Let $ G $ be a connected compact Lie group of rank $ r $ . Let $ T $ be an $ m $ dimensional (proper) closed connected subgroup of $ G $. Let $ N(T) $ be the normalizer in $ G $ of $ T $
$$
N(T):=\{g \in G: gTg^{-1}=T \}
$$
Consider the quotient group
$$
N(T)/T
$$
If $ T $ is abelian can we conclude anything interesting about $ N(T)/T $? By "interesting" I mean things like:
(1) Is $ N(T)/T $ always nontrivial? (in other words N(T) contains elements not in $ T $ )

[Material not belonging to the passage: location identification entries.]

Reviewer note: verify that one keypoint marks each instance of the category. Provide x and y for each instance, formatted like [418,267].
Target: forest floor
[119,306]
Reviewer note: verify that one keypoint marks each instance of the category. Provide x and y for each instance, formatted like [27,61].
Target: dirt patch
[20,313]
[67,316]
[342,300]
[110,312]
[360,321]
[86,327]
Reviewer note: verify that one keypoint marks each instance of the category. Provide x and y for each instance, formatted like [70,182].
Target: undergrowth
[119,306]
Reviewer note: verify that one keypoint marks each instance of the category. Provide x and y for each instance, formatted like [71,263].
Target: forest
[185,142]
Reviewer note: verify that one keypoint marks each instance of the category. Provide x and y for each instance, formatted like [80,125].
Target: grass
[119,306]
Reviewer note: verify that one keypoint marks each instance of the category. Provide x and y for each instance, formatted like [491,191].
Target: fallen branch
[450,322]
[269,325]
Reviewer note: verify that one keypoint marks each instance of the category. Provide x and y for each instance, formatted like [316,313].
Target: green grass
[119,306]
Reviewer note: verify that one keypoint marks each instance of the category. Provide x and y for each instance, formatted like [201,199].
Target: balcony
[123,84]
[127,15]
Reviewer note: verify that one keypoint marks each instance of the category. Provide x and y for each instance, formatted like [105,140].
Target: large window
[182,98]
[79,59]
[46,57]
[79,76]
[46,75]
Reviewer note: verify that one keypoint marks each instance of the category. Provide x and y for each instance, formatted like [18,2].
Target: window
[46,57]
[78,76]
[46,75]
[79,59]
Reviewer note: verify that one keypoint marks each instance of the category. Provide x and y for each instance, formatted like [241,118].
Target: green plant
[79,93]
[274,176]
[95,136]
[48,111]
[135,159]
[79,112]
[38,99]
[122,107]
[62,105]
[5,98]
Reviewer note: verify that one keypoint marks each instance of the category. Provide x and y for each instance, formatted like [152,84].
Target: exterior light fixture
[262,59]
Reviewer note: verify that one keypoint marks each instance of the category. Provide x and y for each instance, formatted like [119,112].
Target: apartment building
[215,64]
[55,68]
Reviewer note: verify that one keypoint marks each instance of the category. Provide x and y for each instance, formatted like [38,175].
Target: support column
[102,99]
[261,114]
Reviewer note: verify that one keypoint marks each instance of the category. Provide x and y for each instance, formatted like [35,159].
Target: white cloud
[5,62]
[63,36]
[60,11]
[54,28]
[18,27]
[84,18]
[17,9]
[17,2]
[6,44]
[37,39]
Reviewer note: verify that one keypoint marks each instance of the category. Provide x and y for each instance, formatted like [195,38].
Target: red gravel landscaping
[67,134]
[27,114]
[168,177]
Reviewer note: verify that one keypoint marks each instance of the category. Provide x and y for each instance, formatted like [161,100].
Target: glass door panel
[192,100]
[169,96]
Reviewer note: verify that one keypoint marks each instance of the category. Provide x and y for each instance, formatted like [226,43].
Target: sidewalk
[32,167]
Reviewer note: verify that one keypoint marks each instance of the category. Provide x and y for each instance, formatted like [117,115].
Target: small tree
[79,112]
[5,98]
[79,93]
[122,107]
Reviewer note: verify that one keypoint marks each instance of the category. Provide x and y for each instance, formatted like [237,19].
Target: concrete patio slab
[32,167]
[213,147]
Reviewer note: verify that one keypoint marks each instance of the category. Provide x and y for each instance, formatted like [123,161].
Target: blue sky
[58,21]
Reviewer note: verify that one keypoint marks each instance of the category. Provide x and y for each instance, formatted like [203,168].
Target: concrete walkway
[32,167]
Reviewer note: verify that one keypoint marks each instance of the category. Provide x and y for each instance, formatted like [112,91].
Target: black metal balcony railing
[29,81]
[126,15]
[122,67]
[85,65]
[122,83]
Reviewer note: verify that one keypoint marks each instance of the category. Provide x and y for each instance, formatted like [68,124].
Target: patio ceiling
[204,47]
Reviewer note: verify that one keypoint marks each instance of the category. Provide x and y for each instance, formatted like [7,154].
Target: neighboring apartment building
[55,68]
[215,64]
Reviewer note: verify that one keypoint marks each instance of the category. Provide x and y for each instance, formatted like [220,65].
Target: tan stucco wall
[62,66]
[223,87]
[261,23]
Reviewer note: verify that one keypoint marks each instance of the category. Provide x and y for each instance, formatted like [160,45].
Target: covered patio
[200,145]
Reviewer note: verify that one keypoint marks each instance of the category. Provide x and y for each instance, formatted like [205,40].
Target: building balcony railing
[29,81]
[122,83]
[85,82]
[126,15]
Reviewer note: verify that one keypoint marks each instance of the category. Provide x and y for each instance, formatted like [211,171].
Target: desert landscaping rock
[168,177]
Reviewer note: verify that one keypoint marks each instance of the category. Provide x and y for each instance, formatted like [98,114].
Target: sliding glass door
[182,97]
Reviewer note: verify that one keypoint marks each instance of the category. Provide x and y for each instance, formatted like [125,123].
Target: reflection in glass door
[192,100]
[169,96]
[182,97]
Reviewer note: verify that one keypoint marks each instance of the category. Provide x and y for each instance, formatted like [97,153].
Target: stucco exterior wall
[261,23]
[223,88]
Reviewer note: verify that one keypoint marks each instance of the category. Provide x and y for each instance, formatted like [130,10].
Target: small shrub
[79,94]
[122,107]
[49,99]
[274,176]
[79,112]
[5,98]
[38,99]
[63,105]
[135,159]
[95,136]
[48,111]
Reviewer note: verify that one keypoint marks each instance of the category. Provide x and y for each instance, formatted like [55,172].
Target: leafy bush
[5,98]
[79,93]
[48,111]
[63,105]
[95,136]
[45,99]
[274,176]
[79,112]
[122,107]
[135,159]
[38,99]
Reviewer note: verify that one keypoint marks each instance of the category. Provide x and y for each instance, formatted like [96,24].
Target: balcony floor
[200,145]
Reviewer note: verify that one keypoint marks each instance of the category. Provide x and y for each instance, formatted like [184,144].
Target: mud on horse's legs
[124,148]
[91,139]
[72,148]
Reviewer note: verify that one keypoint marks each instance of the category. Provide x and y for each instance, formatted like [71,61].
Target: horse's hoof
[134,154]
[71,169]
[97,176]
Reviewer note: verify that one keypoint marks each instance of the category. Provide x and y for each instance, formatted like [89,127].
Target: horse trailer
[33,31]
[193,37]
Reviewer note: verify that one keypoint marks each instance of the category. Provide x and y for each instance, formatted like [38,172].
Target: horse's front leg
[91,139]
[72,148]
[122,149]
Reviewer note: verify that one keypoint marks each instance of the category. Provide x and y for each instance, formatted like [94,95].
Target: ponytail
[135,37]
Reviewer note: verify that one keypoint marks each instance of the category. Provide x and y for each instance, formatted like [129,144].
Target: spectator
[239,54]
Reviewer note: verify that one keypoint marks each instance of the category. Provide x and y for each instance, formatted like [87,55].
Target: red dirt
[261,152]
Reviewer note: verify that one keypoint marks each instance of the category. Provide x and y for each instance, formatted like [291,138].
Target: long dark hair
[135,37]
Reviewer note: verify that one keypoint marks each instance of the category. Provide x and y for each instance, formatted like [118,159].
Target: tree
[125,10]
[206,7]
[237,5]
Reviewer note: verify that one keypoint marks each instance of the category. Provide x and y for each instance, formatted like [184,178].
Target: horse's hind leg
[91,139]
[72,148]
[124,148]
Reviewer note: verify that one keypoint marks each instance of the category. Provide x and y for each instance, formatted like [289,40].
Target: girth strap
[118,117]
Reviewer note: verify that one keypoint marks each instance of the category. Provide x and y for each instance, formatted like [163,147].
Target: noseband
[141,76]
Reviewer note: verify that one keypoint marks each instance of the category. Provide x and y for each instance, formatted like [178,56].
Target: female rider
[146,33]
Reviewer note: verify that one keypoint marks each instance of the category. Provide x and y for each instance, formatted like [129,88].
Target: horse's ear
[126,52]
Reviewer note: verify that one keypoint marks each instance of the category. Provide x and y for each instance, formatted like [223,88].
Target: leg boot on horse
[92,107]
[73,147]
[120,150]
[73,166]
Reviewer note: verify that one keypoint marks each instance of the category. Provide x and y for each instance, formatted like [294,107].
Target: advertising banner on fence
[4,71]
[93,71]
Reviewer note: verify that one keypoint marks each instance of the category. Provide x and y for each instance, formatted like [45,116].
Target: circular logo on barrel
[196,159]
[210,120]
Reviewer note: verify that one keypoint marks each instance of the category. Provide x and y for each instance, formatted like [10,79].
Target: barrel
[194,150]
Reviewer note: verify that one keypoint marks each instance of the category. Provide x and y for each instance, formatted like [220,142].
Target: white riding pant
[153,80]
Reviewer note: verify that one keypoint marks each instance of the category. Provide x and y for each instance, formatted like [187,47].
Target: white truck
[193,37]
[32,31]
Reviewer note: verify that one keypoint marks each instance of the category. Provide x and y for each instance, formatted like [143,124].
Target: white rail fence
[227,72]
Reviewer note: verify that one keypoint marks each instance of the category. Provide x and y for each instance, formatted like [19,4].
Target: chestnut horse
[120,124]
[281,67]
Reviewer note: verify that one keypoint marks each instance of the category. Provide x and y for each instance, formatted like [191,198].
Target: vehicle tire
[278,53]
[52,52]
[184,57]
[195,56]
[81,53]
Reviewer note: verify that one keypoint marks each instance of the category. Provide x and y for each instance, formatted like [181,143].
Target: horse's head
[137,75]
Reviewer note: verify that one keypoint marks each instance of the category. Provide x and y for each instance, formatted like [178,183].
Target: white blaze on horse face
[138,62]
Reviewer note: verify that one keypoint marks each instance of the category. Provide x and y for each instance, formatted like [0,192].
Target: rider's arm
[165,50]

(2) Is $ N(T)/T $ always disconnected?
(3) What is the dimension of $ N(T)/T $?
Here are my thoughts so far:
Let $ W $ be the Weyl group of $ G $. My guess is that (roughly) $$ N(T)/T \cong Z(T)/T \rtimes N(T)/Z(T) \cong Z(T)/T \rtimes W $$ where $ Z(T) $ is the centralizer of $ T $ in $ G $. So my guess for the first two questions is that $ N(T)/T $ is always nontrivial and always disconnected.
Also curious about the group $ N(T)/T $ for more general subgroups $ T $ of $ G $.